When things like jail and prison sentences were first introduced, it was assumed that, once you had served your time, your debt to society was paid entirely; there was no inability to find employment, and there was no Big Brother watching over your shoulder for the rest of your life afterwards. It’s a shame that, in a civilized society, we don’t work to rehabilitate these people. Instead we confine them to minimum wage jobs that they have no hope of escaping (because who wants to hire someone with a record even though they’ve paid their debt to society and possibly regret it?), and we continue to rob them of their civil rights even after their release.


“It’s a shame that, in a civilized society, we don’t work to rehabilitate these people”
very true.

However this is only a concern for those who allow themselves to fail. I have a friend who served a couple years in prison, and he’s legitimately the most positive and upbeat guy I know. Never having taken a formal survey, I believe the opportunity for turning one’s life around still exists for those willing to seek it.
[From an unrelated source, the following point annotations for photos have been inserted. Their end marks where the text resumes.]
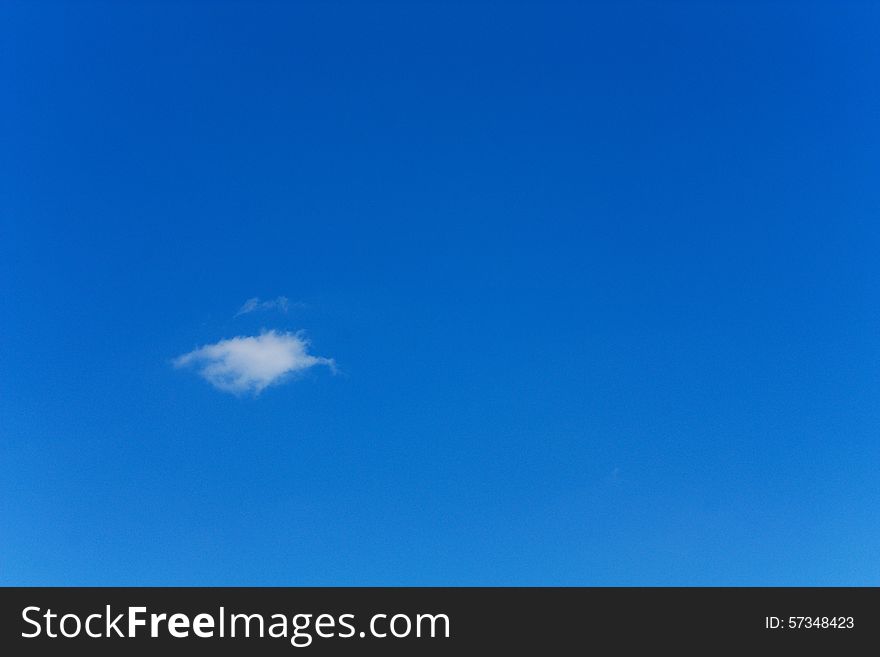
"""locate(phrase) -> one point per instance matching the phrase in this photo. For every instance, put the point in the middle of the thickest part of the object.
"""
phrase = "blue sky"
(593, 290)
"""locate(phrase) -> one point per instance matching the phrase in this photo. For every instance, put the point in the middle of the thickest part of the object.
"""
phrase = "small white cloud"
(250, 364)
(253, 304)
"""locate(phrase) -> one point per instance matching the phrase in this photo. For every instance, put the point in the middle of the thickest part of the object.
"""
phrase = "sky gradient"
(599, 283)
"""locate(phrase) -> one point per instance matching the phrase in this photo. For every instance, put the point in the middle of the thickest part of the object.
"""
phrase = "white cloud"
(251, 363)
(253, 304)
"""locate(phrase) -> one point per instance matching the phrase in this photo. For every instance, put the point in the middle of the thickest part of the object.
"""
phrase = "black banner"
(341, 621)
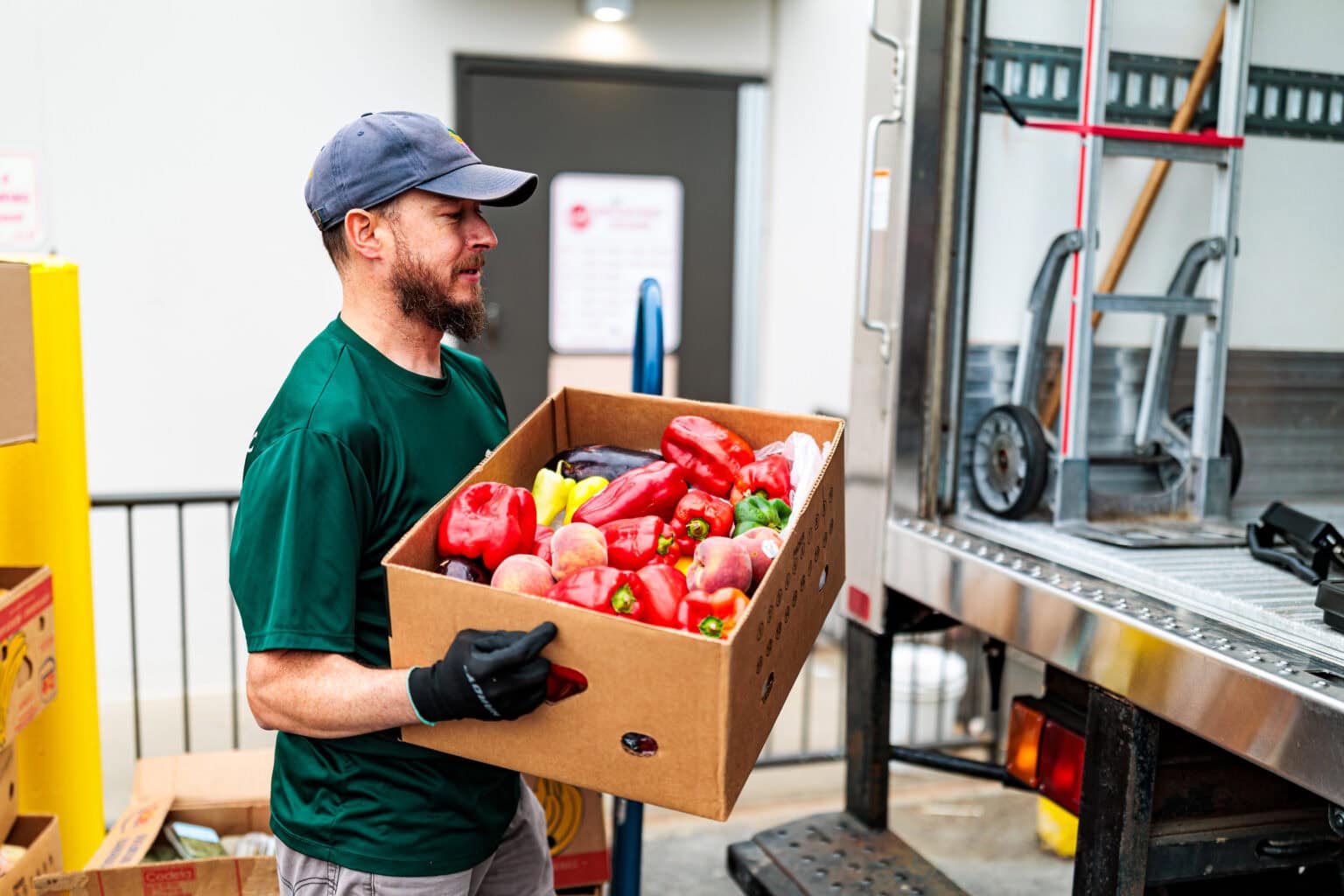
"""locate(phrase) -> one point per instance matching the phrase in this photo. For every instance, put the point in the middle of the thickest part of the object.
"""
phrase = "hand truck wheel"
(1011, 462)
(1230, 446)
This article brings to mind the people who view themselves as clever for getting inked with a bar code with a serial number, only to become more familiar down the road with various legal processes.

Like the criminal confessing “privately” on Facebook,these guys are forfeiting their ability to blend in and are saving us time. If I behave I’ve no deterrent to putting Betty Boop on my forehead. …at least not legally.


There is another way to identify people for their “political ideology” Most of the are registered voters and politicians. The FBI should arrest all the politicians.


Perception of security, perception of freedom…perception of security, perception of freedom…
Which one should we choose? Hmmm. They’re both illusions, and everyone sees them differently. I suppose the answer depends on which one is the most profitable. :-P


collected by the FBI from prisoners and arrestees without their consent, according to the EFF.

right….everyone knows people get tattoos so no one will look at them.


If I choose to get a tattoo that’s my choice. But I’d be pretty stupid to expect any LE efforts to avoid taking note of the resultant (usually public) identifying mark. Free speech also includes the right to be silent.

AFA using prisoners as a data supply treasure trove… triple my tax dollars to provide you with perpetual food, shelter, and both better workout equipment and television than I can afford, you’ve forfeited your rights to total privacy–you’ve got the time to participate in a study or two.


I think most of you are arguing about jail, when the idea is over biometrics. In the US, judges have forced people to unlock their phones because of the older rulings that the police can have access to things like fingerprints, eye color etc… Know as biometrics, but now we’re able to use them as keys and many judges feel it’s like it’s a fingerprint and they can force capitulation. Only difference with tatts is they’re picked out by the user, personal and many don’t want others to know about them. I have tatts, and all of mine are covered, even when I was a police officer there was no knowledge by the department (and I don’t think they cared). This is also a key part of your life, to some and would be no different than looking through your home or cell phone picking up photos or texts. They need to just stop this indiscriminate collection of people data.